October 2nd, 2011 10:00pm Report this comment

Great article.

The sooner a leading politician says stop QE and recapitalising the banks the better. This would prove electorally popular with the left and right and could be a real vote winner for Miliband.

sym

October 2nd, 2011 10:01pm Report this comment

The answer is not to subsidise them, i.e. not engage in the crony capitalism that Big Government - Obama included - likes so much.

Problem solved. Just let the free market be a free market.

normanc

October 3rd, 2011 7:15am Report this comment

And yet Wall Street financially heavily backs Obama / Democrats and his regime has bailed them out time and time again.

Sym is right, the free market is the only way out of this mess, politicians distorting the market to their own ends as we've seen over the last 20 odd years will only end in disaster, as it has.

If Miliband were to stand up and say 'Government is far too big, interferes far too much and can only make a mess of things and waste billions of your hard earned money' he may well be on to a winnner.

Pigs may also start becoming hazards to low flying aircraft.

Stephen

October 3rd, 2011 10:29am Report this comment

This reaction was typified by the venture capitalist on Newsnight who claimed that Milliband was deriding his business as 'predatory'. Why?

There was precisely nothing in his speech that might be interpreted as an attack on venture capitalism-- which is after all just risk and investment.

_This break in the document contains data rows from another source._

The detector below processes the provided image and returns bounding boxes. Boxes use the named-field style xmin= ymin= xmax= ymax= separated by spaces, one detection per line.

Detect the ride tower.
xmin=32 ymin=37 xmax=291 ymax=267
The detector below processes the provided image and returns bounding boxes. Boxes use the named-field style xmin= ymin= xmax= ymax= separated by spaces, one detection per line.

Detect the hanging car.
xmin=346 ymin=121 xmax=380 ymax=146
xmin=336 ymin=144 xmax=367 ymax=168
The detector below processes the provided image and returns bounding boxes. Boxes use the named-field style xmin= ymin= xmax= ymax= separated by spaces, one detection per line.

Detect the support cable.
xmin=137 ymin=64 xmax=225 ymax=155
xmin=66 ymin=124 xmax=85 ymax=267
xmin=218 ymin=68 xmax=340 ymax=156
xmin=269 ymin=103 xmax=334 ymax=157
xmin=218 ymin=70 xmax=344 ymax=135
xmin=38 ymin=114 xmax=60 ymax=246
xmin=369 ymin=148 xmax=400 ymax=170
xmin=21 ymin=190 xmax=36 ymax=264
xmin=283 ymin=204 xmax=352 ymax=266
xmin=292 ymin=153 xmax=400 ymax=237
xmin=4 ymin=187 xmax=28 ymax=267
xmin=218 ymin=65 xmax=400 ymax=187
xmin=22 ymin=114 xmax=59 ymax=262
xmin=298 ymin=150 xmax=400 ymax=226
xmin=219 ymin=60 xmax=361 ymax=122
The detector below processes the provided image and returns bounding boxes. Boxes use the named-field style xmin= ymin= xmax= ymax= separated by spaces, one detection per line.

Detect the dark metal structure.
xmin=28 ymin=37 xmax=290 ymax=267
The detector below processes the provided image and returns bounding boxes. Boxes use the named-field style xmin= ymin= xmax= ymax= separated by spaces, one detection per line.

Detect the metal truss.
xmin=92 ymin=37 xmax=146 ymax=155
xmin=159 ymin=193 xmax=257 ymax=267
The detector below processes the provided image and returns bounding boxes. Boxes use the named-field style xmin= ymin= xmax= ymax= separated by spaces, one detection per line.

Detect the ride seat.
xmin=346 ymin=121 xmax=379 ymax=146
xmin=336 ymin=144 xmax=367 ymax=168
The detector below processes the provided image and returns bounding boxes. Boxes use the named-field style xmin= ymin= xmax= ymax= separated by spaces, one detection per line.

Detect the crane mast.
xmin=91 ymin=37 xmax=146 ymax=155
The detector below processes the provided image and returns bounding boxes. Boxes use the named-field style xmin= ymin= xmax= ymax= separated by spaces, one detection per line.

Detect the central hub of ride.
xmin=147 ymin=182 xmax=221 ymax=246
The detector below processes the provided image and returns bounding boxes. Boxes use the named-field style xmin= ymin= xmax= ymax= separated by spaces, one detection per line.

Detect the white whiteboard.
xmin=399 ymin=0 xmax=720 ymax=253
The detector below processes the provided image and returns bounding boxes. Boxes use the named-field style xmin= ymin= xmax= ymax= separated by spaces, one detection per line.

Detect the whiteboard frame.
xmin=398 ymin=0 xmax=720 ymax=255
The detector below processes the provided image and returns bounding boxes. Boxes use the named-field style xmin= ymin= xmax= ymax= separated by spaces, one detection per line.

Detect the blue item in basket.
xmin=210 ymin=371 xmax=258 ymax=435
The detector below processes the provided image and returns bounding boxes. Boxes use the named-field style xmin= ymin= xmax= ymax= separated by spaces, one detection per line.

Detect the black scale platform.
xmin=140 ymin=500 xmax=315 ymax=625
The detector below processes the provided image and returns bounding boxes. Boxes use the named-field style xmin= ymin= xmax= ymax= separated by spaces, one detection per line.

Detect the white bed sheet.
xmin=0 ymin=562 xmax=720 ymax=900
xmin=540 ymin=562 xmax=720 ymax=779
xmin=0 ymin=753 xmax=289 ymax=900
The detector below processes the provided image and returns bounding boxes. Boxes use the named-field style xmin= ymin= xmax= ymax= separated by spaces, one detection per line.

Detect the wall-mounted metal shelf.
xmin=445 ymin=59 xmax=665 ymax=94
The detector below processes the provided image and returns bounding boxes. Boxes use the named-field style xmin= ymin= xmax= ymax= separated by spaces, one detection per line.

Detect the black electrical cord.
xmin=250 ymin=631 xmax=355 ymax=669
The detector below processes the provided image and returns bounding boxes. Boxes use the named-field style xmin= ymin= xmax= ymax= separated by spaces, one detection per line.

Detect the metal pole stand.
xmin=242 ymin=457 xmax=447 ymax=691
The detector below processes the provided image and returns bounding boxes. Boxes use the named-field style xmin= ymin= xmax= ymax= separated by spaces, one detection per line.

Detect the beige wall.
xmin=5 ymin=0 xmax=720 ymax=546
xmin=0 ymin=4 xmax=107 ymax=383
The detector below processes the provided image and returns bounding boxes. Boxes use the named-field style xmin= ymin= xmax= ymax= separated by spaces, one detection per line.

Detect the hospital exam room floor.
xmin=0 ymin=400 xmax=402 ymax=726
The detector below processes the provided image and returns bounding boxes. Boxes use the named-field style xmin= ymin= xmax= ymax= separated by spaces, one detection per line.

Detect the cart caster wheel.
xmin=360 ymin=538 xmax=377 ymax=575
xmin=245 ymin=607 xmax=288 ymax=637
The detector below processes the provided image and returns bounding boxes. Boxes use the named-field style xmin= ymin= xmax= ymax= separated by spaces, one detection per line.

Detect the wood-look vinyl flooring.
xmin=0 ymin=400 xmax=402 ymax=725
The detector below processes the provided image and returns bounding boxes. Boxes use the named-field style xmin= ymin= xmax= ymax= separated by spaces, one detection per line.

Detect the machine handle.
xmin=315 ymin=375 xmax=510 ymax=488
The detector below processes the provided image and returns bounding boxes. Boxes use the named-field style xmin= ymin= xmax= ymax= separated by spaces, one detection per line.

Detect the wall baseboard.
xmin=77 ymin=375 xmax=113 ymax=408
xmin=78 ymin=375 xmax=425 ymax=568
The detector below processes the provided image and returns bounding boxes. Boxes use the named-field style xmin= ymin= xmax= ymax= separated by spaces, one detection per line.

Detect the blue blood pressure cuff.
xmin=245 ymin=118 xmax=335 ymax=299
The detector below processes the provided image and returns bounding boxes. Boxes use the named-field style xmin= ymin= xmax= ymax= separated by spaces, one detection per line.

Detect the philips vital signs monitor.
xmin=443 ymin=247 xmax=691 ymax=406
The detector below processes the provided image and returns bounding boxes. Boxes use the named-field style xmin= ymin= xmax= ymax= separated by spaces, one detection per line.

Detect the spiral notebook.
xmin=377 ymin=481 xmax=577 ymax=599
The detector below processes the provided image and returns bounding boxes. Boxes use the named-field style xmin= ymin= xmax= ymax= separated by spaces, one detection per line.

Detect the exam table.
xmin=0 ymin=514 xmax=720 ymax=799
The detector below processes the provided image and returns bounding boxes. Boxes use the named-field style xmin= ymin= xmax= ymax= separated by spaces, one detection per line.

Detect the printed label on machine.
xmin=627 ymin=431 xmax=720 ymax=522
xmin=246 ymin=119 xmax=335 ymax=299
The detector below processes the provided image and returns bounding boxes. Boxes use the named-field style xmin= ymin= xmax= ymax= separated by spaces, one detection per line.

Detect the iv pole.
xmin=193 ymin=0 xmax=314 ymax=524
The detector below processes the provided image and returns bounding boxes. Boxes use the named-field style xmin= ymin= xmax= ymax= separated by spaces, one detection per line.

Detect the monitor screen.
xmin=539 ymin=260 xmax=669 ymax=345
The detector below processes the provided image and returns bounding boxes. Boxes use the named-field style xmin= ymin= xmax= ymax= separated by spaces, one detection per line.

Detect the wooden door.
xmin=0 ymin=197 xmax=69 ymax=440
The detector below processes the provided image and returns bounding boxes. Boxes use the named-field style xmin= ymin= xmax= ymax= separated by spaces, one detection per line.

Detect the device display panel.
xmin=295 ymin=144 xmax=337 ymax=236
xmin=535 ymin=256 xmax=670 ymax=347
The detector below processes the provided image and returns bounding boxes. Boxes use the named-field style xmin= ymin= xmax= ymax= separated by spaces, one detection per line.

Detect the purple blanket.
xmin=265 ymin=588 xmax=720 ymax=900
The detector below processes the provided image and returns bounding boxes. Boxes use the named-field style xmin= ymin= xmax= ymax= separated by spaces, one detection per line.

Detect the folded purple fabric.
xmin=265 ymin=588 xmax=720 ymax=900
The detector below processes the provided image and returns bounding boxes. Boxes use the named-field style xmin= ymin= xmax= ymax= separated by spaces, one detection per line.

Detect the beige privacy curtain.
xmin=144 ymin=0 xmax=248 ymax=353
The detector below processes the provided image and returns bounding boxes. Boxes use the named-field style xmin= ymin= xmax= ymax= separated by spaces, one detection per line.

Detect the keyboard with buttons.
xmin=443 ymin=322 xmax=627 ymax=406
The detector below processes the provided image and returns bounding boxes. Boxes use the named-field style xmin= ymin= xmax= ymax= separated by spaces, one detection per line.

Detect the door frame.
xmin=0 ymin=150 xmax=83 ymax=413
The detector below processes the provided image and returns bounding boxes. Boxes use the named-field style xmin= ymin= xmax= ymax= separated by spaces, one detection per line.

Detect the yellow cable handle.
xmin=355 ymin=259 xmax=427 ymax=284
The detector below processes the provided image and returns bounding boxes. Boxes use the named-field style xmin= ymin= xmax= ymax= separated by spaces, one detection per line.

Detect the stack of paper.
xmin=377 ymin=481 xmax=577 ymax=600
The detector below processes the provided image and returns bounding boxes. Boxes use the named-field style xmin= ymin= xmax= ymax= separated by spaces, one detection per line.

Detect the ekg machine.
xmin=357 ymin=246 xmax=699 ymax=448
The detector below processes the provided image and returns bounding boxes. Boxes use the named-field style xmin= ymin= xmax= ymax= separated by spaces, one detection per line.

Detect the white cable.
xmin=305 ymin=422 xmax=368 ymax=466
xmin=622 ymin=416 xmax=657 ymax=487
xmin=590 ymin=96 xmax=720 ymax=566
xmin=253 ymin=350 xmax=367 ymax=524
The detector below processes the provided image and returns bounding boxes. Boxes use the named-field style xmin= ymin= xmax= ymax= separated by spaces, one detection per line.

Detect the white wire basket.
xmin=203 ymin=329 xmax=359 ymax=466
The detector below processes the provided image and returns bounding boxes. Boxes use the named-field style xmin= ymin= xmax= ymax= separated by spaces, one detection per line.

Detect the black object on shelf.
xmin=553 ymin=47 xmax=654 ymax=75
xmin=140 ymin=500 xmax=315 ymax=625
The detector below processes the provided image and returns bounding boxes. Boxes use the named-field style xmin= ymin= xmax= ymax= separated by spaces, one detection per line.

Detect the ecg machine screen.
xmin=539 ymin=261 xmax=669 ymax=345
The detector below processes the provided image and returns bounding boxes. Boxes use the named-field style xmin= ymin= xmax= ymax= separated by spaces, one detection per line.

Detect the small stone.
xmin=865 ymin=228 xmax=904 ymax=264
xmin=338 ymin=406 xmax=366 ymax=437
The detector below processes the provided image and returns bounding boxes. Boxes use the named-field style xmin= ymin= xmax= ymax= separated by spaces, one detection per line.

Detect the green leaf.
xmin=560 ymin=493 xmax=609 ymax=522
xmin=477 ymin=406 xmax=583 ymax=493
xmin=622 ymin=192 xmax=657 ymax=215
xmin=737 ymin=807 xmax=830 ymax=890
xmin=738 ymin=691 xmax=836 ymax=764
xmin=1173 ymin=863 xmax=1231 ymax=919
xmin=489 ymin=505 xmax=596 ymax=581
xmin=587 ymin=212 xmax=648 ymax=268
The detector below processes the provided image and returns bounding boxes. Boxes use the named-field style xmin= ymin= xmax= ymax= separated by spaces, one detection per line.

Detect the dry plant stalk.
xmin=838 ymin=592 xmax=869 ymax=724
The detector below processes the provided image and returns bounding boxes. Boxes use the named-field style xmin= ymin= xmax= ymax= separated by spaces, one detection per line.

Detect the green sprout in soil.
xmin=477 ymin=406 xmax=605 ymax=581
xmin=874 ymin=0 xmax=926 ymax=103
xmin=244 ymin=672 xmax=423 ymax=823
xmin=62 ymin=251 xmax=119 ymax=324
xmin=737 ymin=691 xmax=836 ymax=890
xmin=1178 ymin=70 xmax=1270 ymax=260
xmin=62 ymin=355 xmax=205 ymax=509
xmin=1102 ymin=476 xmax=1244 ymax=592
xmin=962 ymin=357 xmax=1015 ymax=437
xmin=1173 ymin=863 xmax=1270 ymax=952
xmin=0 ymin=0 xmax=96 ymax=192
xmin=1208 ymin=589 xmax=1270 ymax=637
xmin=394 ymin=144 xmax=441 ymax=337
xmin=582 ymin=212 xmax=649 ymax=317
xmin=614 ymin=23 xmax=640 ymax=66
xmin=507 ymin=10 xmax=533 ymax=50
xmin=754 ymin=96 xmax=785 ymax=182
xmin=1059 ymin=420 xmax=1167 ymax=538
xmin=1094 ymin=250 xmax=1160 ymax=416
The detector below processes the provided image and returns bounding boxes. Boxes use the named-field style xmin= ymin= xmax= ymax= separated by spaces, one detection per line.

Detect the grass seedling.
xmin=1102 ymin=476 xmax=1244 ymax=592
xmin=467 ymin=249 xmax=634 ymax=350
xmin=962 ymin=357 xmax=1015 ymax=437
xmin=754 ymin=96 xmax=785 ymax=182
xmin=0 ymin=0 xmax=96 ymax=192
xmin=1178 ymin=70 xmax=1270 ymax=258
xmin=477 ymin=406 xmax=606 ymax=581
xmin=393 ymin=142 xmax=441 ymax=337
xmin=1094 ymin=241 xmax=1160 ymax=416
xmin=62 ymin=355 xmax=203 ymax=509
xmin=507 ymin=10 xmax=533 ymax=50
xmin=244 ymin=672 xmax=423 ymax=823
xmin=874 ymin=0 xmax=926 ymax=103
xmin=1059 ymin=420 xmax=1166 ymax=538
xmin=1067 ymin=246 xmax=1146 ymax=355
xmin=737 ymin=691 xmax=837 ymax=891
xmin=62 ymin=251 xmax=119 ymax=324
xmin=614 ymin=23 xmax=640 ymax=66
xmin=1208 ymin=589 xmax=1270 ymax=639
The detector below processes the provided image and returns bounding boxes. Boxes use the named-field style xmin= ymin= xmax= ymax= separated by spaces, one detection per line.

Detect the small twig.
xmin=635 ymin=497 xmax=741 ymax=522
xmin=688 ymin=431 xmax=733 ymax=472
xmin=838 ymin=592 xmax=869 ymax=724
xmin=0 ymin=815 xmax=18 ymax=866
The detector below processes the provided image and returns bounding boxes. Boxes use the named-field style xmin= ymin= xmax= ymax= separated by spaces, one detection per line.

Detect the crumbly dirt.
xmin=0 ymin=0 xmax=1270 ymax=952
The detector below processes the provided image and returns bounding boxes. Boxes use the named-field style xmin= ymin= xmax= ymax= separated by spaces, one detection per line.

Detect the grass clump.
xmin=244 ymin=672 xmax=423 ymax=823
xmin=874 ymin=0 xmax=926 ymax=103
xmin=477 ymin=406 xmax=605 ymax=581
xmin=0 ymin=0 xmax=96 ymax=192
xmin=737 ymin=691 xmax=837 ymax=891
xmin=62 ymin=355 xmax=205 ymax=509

His speech lacked specifics -- that is the only true criticism.

Ricky

October 3rd, 2011 11:19am Report this comment

The only thing that the dreary Mili-bland and the hapless Obamastan have in common - is that they are both doomed.

Chris

October 3rd, 2011 3:31pm Report this comment

You are discussing the Obama who ran on a platform of reaching out and bipartisanship, and railroaded Obamacare through without a single Republican vote, are you? I do not think that 'has tired of offering the hand of friendship' means what you think it means.

GarryK

October 8th, 2011 8:22am Report this comment

It is clear that the form of free market neo-liberalism, rampant across financial markets, has failed.

Ed has expressed this (not as clearly as I would like), and if he can articulate his ideas better, they will really chime with the broad electorate.

Of course, the neo-liberal cheerleaders in major corporations and the media won't like it up 'em!

porkbelly

October 8th, 2011 10:16pm Report this comment

If Nick Cohen wants to write a blog from a left-wing perspective here on CH, let him offer up something interesting, original or illuminating, not this sort of tiresome whining. Really, if we wannt to read this sort of pap we can turn to - well, practically anywhere. Is there really no room for an actual conservative blogger on CH?